Emerging Data Sources Overview and Descriptions - Understanding and Using New Data Sources to Address Urban and Metropolitan Freight Challenges

The Research Problem - Truck Observability

Procuring New and Emerging Data Sources

This section of the Guide provides a brief overview of new and emerging sources of truck activity data, their potential application and fit with existing data, and some of the potential challenges to their integration and use.

While these emerging data create enormous analytical opportunities for those with access to them and the knowledge of how to extract value, working with these data can be challenging. The purpose of each overview in this section is to offer a snapshot of a data source, assess its utility, describe the severity of challenges related to its use, and link utility and value to the high-level strategic goals of practitioners and decision-makers.

While attempting to use new and emerging sources of data, decision-makers may encounter challenges in the following categories:

Policy Issues: regulatory environment, privacy, ownership
Institutional Issues: capacity, stewardship, equity
Technical Issues: completeness, accuracy, verifiability, dynamism

We define each challenge area below. Our research also enabled an assessment of the degree of severity of a challenge for each data source. These ratings are depicted using green, yellow, and red colors in sidebars, where green indicates ease of use of the data source, yellow indicates some hindrance in use, and red indicates difficult to use.

Policy Issues

Regulatory environment is the laws, rules, standards and regulations put into place by federal, state, or other government entities and civilian organizations that are applicable to the emerging data source. Do regulations facilitate or hinder data access and use? As an example, a Federal Communications Commission (FCC) ruling has made it illegal to obtain cell phone location information without the customer’s permission.
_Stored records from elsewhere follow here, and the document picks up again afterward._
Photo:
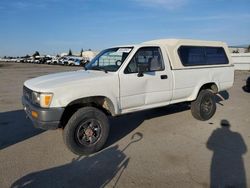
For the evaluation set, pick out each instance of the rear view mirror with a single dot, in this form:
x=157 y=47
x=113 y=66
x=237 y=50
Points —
x=142 y=68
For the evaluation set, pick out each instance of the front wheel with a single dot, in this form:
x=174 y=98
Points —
x=204 y=107
x=87 y=131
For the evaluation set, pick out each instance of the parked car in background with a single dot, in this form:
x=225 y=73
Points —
x=75 y=61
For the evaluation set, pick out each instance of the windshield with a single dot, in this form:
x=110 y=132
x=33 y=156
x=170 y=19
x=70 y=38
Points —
x=109 y=59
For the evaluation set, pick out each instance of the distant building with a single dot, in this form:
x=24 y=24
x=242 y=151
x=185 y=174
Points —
x=237 y=49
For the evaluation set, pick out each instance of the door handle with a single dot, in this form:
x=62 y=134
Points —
x=164 y=77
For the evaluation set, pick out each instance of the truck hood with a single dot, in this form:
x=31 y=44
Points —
x=50 y=82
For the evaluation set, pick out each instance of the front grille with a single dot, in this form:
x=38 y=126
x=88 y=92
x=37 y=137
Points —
x=27 y=93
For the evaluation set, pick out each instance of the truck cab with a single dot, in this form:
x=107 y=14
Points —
x=127 y=79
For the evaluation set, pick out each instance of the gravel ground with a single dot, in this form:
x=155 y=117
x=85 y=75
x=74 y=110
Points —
x=163 y=147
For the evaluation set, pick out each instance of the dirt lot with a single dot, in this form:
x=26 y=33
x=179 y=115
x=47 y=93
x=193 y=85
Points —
x=164 y=147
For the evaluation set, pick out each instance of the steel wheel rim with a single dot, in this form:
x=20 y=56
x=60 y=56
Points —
x=88 y=132
x=207 y=105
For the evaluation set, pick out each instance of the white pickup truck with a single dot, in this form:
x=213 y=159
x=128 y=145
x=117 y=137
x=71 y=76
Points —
x=127 y=79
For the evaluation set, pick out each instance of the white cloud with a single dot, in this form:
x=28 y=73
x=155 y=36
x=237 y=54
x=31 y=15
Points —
x=169 y=4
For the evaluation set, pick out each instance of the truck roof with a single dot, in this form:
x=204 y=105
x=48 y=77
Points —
x=177 y=42
x=172 y=46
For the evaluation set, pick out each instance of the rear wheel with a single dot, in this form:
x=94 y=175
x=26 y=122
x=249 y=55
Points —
x=86 y=132
x=204 y=107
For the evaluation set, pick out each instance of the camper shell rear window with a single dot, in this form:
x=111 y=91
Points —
x=199 y=55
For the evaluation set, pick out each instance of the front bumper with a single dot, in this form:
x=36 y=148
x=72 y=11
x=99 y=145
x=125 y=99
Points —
x=46 y=118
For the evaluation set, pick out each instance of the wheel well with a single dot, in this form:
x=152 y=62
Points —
x=102 y=103
x=211 y=86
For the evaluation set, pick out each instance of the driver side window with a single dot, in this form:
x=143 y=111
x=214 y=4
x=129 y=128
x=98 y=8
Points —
x=151 y=56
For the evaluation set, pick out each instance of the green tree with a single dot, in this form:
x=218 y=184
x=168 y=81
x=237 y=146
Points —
x=70 y=52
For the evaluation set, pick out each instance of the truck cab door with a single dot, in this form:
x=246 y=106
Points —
x=150 y=88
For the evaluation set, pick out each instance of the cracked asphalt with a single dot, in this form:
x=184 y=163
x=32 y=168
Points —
x=163 y=147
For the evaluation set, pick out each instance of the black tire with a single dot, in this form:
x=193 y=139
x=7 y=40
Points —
x=86 y=131
x=204 y=107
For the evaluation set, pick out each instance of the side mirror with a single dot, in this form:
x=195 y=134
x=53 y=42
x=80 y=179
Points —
x=142 y=68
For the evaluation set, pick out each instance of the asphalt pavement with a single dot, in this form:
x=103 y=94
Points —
x=163 y=147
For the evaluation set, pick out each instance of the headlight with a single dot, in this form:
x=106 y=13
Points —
x=42 y=99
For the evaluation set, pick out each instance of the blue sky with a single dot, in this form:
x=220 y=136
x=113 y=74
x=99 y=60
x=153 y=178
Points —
x=54 y=26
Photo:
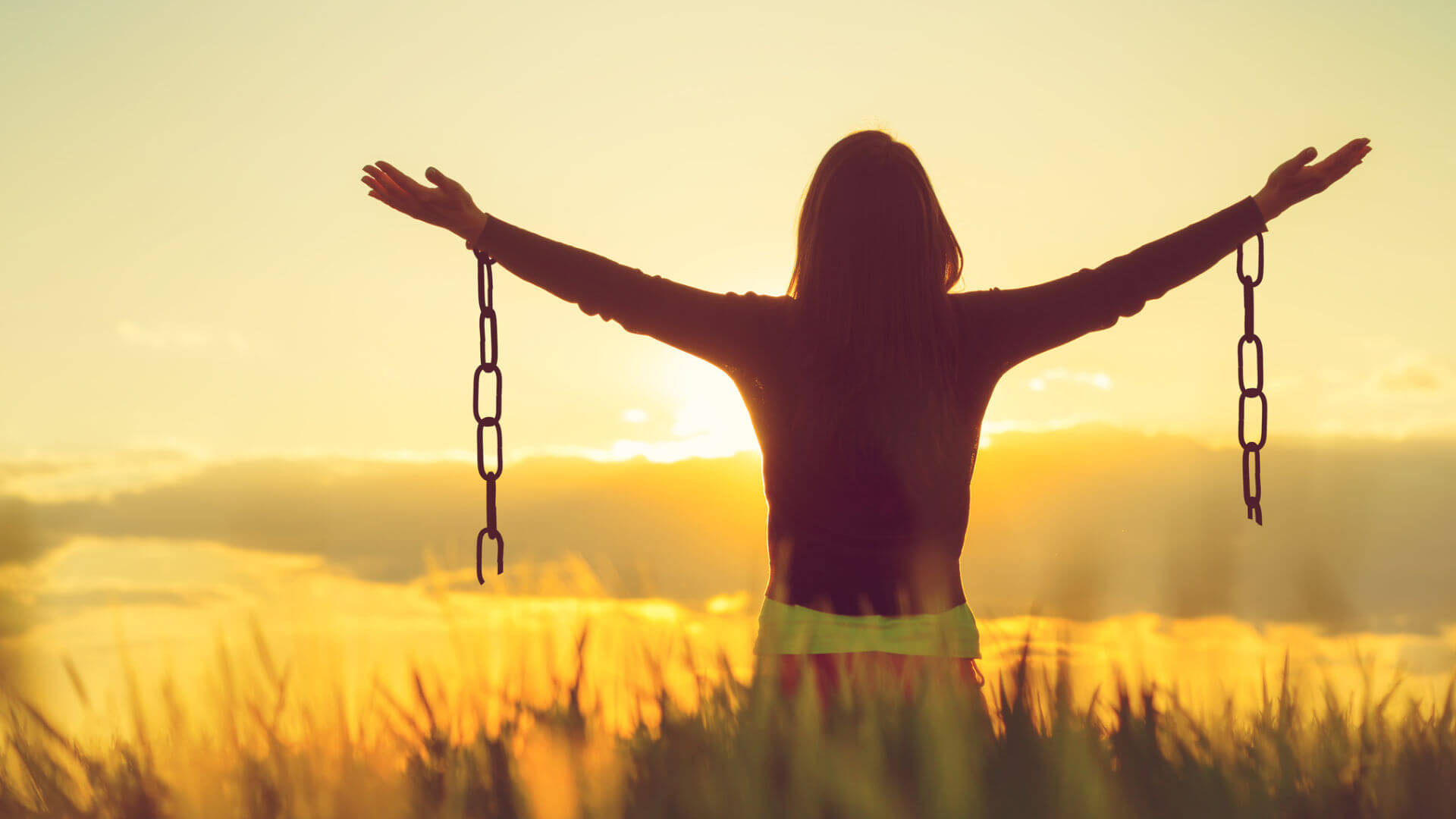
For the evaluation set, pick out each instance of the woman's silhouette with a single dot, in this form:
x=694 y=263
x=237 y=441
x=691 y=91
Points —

Ownership pertains to having legal title or the right to possess something. Ownership of data is tantamount to control; determining ownership defines who can collect, process, access, use, and disseminate data (Zmud, et al, 2016). Ownership also implies who can profit from what is owned. Emerging data sources are increasingly privately collected, wherein there can be competitive advantage to restricting access to the data. Is ownership is tightly controlled by a few entities or is it easily made public or easy to purchase? GPS data are available to any entity that installs or has access to the requisite in-vehicle devices.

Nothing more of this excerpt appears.